В общем, как и в первый вечер нашего знакомства, я привез его к себе в квартиру в детройтском пригороде. Потребовал, чтобы он принял душ. Сделал ему бутерброд, дал пару таблеток «Ибупрофена», постелил в гостиной. Он отрубился в мгновение ока и захрапел, как гроза. Сам я засыпал еще час.
Наутро я обнаружил, что многое из моей старой одежды – почти его размера. А за кофе он начал рассказывать, что с ним случилось. И уже скоро я вспомнил его манеру говорить.
От тех дней у меня остались странные отрывочные воспоминания. Его замученный голос. Пугающие шаги в комнатах, где я годами жил один. Как Куп раскладывает солитер на кухонном столе – шлепает картами по столешнице. Как Куп опирается на подоконник: глаза закрыты, греется на солнышке, будто довольный кот. Как плывут по коридорам незнакомые запахи. Как он рявкнул, когда я предложил сжечь его белую сумку с вонючими шмотками. Дрыхнущий Куп в моем кресле для отдыха перед мерцающим голубым светом телевизора. Как он до смерти меня напугал одним утром – сбрил свою санта-клаусовскую бороду и на секунду я принял его за незнакомца – точнее, решил, что его кто-то выследил.
И молчания.
Молчания я вспоминаю с облегчением. Потому что когда он говорил, его слова уничтожали все мое уютное ощущение покоя. После его слов не оставалось ничего. Мир был уже не тот, что я знал. Лишь развалины, выжженные на пути разрушений, который он проложил в стремлении свести последние счеты.

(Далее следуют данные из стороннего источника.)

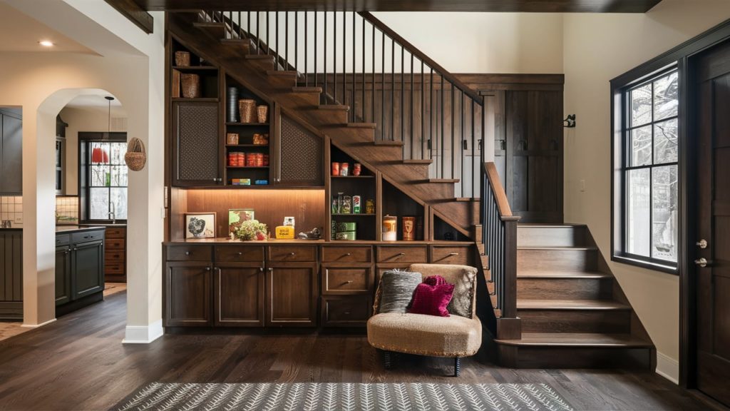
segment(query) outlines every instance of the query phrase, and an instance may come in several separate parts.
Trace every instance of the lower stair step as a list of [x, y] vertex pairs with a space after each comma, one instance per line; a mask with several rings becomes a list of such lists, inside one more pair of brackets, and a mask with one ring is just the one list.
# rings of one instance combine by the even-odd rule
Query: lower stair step
[[650, 369], [650, 342], [631, 334], [523, 333], [521, 339], [495, 340], [499, 363], [513, 368]]

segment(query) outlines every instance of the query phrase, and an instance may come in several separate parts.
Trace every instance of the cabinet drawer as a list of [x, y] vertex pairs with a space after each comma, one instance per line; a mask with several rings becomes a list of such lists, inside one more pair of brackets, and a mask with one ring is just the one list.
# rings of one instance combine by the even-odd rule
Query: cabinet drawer
[[428, 263], [429, 253], [423, 246], [379, 246], [378, 263]]
[[344, 247], [323, 246], [323, 263], [370, 263], [372, 247], [369, 246]]
[[226, 263], [256, 261], [263, 263], [264, 246], [218, 246], [215, 247], [215, 260]]
[[104, 261], [124, 261], [125, 260], [126, 260], [126, 254], [123, 251], [107, 249], [104, 252]]
[[325, 267], [323, 271], [323, 294], [353, 294], [372, 290], [370, 267]]
[[86, 241], [95, 241], [104, 239], [104, 230], [99, 231], [84, 231], [82, 233], [74, 233], [71, 235], [72, 243], [85, 243]]
[[326, 327], [364, 327], [372, 309], [368, 295], [322, 297], [322, 323]]
[[107, 274], [123, 274], [124, 263], [105, 261], [104, 264], [104, 272]]
[[107, 238], [124, 238], [126, 237], [127, 230], [120, 227], [114, 227], [107, 229]]
[[107, 238], [107, 249], [123, 250], [126, 241], [122, 238]]
[[69, 234], [56, 234], [55, 246], [67, 246], [71, 242], [71, 235]]
[[269, 246], [271, 261], [317, 261], [317, 246]]
[[471, 265], [471, 249], [469, 246], [431, 246], [431, 262], [434, 264]]
[[213, 259], [211, 246], [168, 246], [168, 261], [210, 261]]

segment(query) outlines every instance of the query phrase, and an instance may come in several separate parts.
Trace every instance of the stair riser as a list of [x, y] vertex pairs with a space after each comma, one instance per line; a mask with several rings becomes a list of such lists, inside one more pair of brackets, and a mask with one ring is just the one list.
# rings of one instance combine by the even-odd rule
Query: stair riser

В конце концов я понял, насколько он опасен, но было уже поздно – Вернулась наша дружба из прошлого. Я его уважал, я ему доверял – и да, я его любил.
И сказать по правде, я по нему скучал.
Под конец я понял, что мое единственное спасение – забыть. Выслушать его, да; не мешать, конечно, излить свою тяжелую историю, – ведь так поступают друзья. Но когда он закончил, я понял, что за угрозу он представляет. Я надеялся, наша дружба спасет меня от воспоминаний.

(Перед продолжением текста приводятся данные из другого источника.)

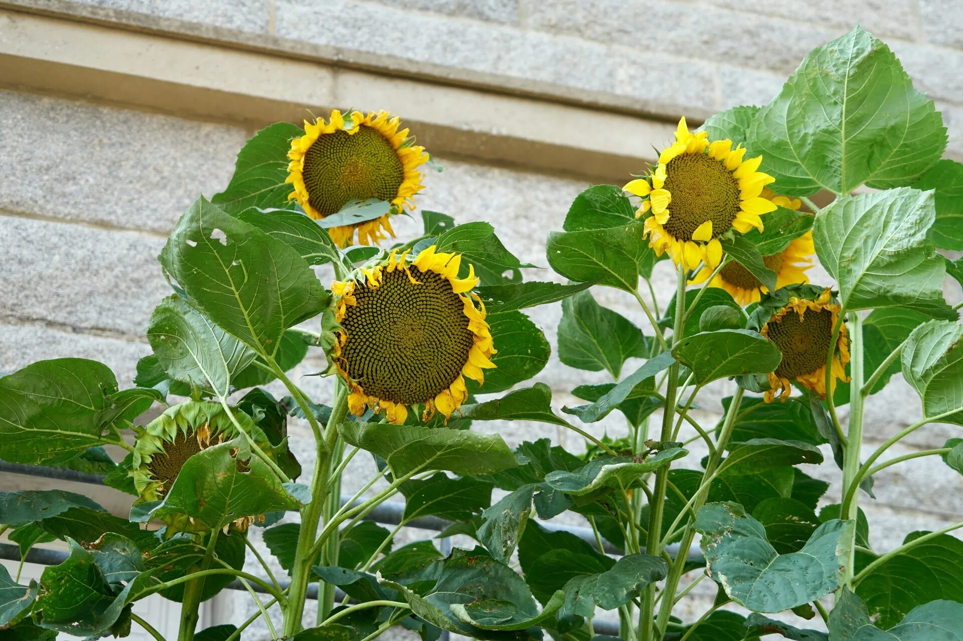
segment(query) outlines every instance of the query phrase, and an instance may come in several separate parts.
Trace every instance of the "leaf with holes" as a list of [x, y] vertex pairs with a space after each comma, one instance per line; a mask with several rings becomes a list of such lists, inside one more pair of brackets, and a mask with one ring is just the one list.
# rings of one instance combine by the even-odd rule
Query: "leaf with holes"
[[192, 307], [265, 357], [327, 300], [297, 251], [204, 198], [178, 220], [160, 260]]
[[839, 283], [845, 310], [907, 307], [956, 319], [943, 299], [947, 268], [926, 240], [933, 194], [910, 188], [835, 200], [813, 224], [820, 263]]
[[756, 612], [781, 612], [839, 589], [849, 562], [852, 522], [820, 526], [797, 552], [779, 554], [762, 524], [742, 505], [707, 503], [695, 517], [713, 578], [730, 599]]
[[932, 101], [862, 27], [806, 56], [760, 110], [747, 142], [775, 176], [772, 189], [786, 195], [909, 185], [946, 145]]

Знаю, знаю: вам пока еще ничего не понятно.
Обещаю: скоро поймете.
Тут дальше будет похоже на монолог. Но на самом деле это происходило урывками, с паузами, часами молчания. Днями сна. Еды и кофе. Я смотрел, как мой старый друг собирает свою жизнь по кусочкам. Начал он с конца – или, вернее сказать, с начала своего падения.
Начал он с того, как завершился его брак.
– Самое худшее, когда тебя бросают, – что тебя вычеркивают из собственной истории. Всю жизнь живешь в этой… сказке. В самой старой истории на свете. Ты мужчина и влюблен в женщину. Вы пара. Вместе. Вместе переносите все: приключения, ошибки, глупости, грипп. Учитесь любить друг друга в самые тяжелые моменты и ранить друг друга – в самые уязвимые. Учитесь прощению. Спотыкаетесь, взлетаете. Проходите через все. Понимаешь?
Я кивнул. Казалось, я понимаю.
– Потому что, конечно, это путешествие хреновое, зато ваше. Вместе. Ты это ценишь. Целыми днями носишь в себе улыбку любимой. Иногда только это и придает сил. Воспоминание о том, чем вы были.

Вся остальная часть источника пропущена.